Gerry made a soft Bronx cheer noise. “Thomas? He should quit the Writer’s Guild and sign up with the LAWFA.”

“The…LAWFA,” Gloria exaggeratedly repeated.

“Uh huh,” Gerry nodded. “Uh huh. League of Agents Who’re Freakin’ A-Holes. You know, I don’t think I told you, about a year ago I gave him a couple of novel manuscripts, one of which I already adapted into a screenplay, and asked him to market them for me. He comes back and you know what he says? ‘You’re a TV writer, Gerry, a soap opera guy. The publishing houses aren’t interested in TV writers, and the studios are only interested in seeing established movie writers.’ I mean, bullshit. Thomas Draw, Literary Consultant, he calls himself. Schmuck should be unloading trucks at Barnes and Noble, if he wants to be in the publishing business.”

“If that’s the case, why didn’t you get rid of him?” she asked, even though she knew the answer.

Her husband grimaced as if he had a gas pain. “Well…‘cause…I’m the only client he’s got that’s making him any kind of consistent money. I can’t…dump him, y’know…he’s been with me for more than fifteen years. Besides, his wife just left him, just up and left him, forty-two years they were married. Y’know, I just can’t…”

“Aww, my widdle witer has a soft spot for his fwiend,” Gloria cooed in a baby voice. “You know what’s going on?
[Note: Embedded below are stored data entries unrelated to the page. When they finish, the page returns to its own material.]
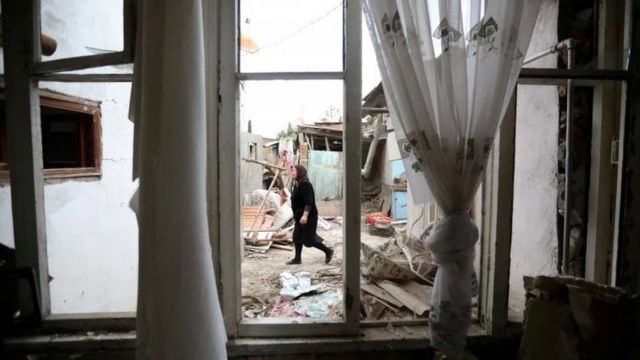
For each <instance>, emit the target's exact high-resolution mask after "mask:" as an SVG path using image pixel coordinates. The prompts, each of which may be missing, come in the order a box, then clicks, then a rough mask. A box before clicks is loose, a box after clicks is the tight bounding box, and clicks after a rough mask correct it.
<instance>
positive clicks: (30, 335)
mask: <svg viewBox="0 0 640 360" xmlns="http://www.w3.org/2000/svg"><path fill="white" fill-rule="evenodd" d="M121 319H126V320H124V321H126V322H129V323H130V321H131V320H133V321H134V322H135V318H121ZM508 333H509V334H510V335H508V337H507V338H506V339H507V340H508V339H515V338H517V337H518V336H519V335H520V334H519V332H518V331H509V332H508ZM428 336H429V333H428V328H427V327H426V326H416V325H412V326H393V327H392V326H375V327H366V328H362V329H361V331H360V336H355V337H354V336H351V337H305V338H242V339H232V340H229V341H228V342H227V352H228V355H229V357H230V358H235V357H243V356H261V355H262V356H265V355H300V354H330V353H350V352H353V353H358V352H368V351H391V350H393V351H402V350H426V349H430V348H431V344H430V341H429V337H428ZM496 340H499V339H497V338H492V337H490V336H489V335H487V333H486V331H485V330H484V329H483V328H481V327H480V326H479V325H477V324H473V325H472V326H471V327H470V329H469V337H468V340H467V344H468V346H469V347H478V346H487V345H491V344H494V345H495V343H496ZM5 346H6V350H7V351H8V353H9V354H28V353H49V352H56V353H60V352H73V353H78V352H93V351H96V352H97V351H127V352H131V353H133V351H135V348H136V333H135V330H131V331H126V330H125V329H122V331H116V332H100V331H88V330H84V331H82V332H81V333H73V334H59V333H56V334H48V335H25V336H19V337H9V338H7V339H6V341H5Z"/></svg>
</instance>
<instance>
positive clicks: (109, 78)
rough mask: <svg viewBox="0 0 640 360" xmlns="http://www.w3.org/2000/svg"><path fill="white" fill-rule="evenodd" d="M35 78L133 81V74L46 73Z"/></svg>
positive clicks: (112, 80) (106, 80) (69, 79)
mask: <svg viewBox="0 0 640 360" xmlns="http://www.w3.org/2000/svg"><path fill="white" fill-rule="evenodd" d="M34 79H36V80H39V81H49V82H74V83H81V82H82V83H85V82H90V83H95V82H131V81H133V74H46V75H39V76H35V77H34Z"/></svg>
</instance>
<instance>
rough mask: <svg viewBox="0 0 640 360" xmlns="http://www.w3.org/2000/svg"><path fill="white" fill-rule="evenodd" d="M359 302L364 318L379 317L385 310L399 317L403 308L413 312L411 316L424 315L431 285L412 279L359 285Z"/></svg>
mask: <svg viewBox="0 0 640 360" xmlns="http://www.w3.org/2000/svg"><path fill="white" fill-rule="evenodd" d="M360 288H361V290H362V293H361V297H360V299H361V303H362V308H363V309H362V310H363V312H364V315H365V316H366V319H368V320H376V319H380V318H381V317H382V315H383V314H384V313H385V312H390V313H392V316H393V317H399V316H400V315H401V311H402V310H403V309H407V310H409V311H410V312H411V313H413V317H426V316H427V315H428V311H429V309H430V308H431V306H430V304H429V299H430V298H431V291H432V288H431V286H428V285H423V284H420V283H418V282H416V281H414V280H409V281H404V282H400V283H396V282H393V281H390V280H382V281H379V282H374V283H368V284H362V285H360Z"/></svg>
You, my love, my dove, my all, are just having a little hissy fit this evening and are crying out for a little attention.” She put her hands on either side of his face and kissed him. Kissed him again. Gave a little laugh and drew him on top of her as she lay back on the couch. He felt one of the reindeer on his pants getting a shiny red nose.

“Feed the bird, Gerry,” squawked the macaw. “Gerry, did you feed the bird?”

“Feed yourself, Tweety-pie,” Gerry murmured to him, and then said no more as his mouth became otherwise occupied.